I've found this forum looking for lodges in Dubai becouse I travel a lot for my work (56 flights in 2019) and I usually try to meet brothers for the pleasure of a talk...

Well, thanks for have accepted me here! I will be in Dubai next week, so I will start to lurke  (joking) when I will be back!

TFA
William .:


----------



## Winter (May 19, 2021)

Welcome to the forum. Grand Orient of Italy is in one of those grey areas. Regular but Unrecognized. Unless that's changed. Good luck in Dubai. No Lodges there. UAE isn't a friend of the Craft. Though what the actual climate is, I couldn't say.  I have heard everything from "they don't really care" to "make sure you aren't traveling with Masonic symbols and keep your tattoos covered. 

Sent from my SM-N986U using Tapatalk


----------



## KSigMason (May 19, 2021)

Greetings and welcome Brother.
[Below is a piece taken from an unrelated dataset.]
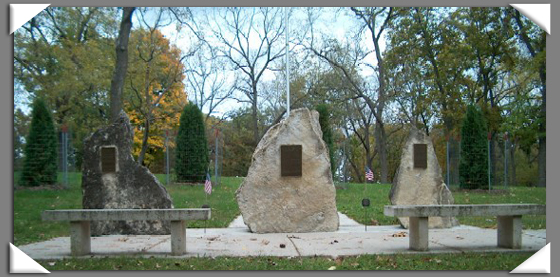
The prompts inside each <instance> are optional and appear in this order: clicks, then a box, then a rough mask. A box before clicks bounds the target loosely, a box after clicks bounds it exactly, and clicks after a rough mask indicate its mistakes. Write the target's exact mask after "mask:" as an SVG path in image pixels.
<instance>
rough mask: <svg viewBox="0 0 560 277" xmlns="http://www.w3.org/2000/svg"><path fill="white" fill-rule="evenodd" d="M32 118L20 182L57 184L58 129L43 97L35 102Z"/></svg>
mask: <svg viewBox="0 0 560 277" xmlns="http://www.w3.org/2000/svg"><path fill="white" fill-rule="evenodd" d="M31 118H32V119H31V127H30V129H29V135H28V137H27V139H26V145H25V150H24V153H25V158H24V161H23V170H22V172H21V178H20V181H19V184H20V185H21V186H40V185H43V184H49V185H52V184H55V183H56V177H57V169H58V166H57V137H56V130H55V127H54V121H53V118H52V115H51V113H50V111H49V110H48V109H47V106H46V104H45V102H44V101H43V100H42V99H36V100H35V101H34V102H33V106H32V112H31Z"/></svg>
I visited Garibaldi Lodge in Florence when I visited in 2011; the Italian Brothers were very hospitable and I look to the day that I can visit again. I travel a lot for work as well, but mainly within the US.


----------



## William R (May 20, 2021)

Winter said:


> Welcome to the forum. Grand Orient of Italy is in one of those grey areas. Regular but Unrecognized. Unless that's changed.



It is not changed yet, but we hope to re-obtain recognition soon as before 90s
The events that made us lose our official recognition are very particular but I believe, also given the behavior of those who caused this, that they will soon be reviewed.
Fortunately, despite this we have excellent relationships with many Grand Lodges!
Thanks for the tip of UAE, I will not be recognized


----------



## William R (May 20, 2021)

KSigMason said:


> Greetings and welcome Brother. I visited Garibaldi Lodge in Florence when I visited in 2011; the Italian Brothers were very hospitable and I look to the day that I can visit again. I travel a lot for work as well, but mainly within the US.



Maybe, travelling, we will meet somewhere!
One of the aspects that fascinate me most about brotherhood is that a bond unites us in spite of distances


----------



## Glen Cook (May 21, 2021)

William R said:


> Good evening Brothers, I am very glad to have found this forum!
> 
> I'm from Padova, Italy.
> 
> ...


My son once lived in Padova. I was stationed in Napoli.


----------



## YHWH (May 22, 2021)

it is appropriate to correct the Brother.

Grande Oriente d'Italia is a regular Obedience and is recognized by most of the Regular Grand Lodges around the world, except by the British ones.

The same Way are the York Rite an the AASR.

Un caro saluto al Fratello di Padova.

www.grandeoriente.it

www.grancapitolo.it

www.ritoscozzese.it


----------



## PMWoodyWds (Jun 20, 2021)

Welcome Brother.


----------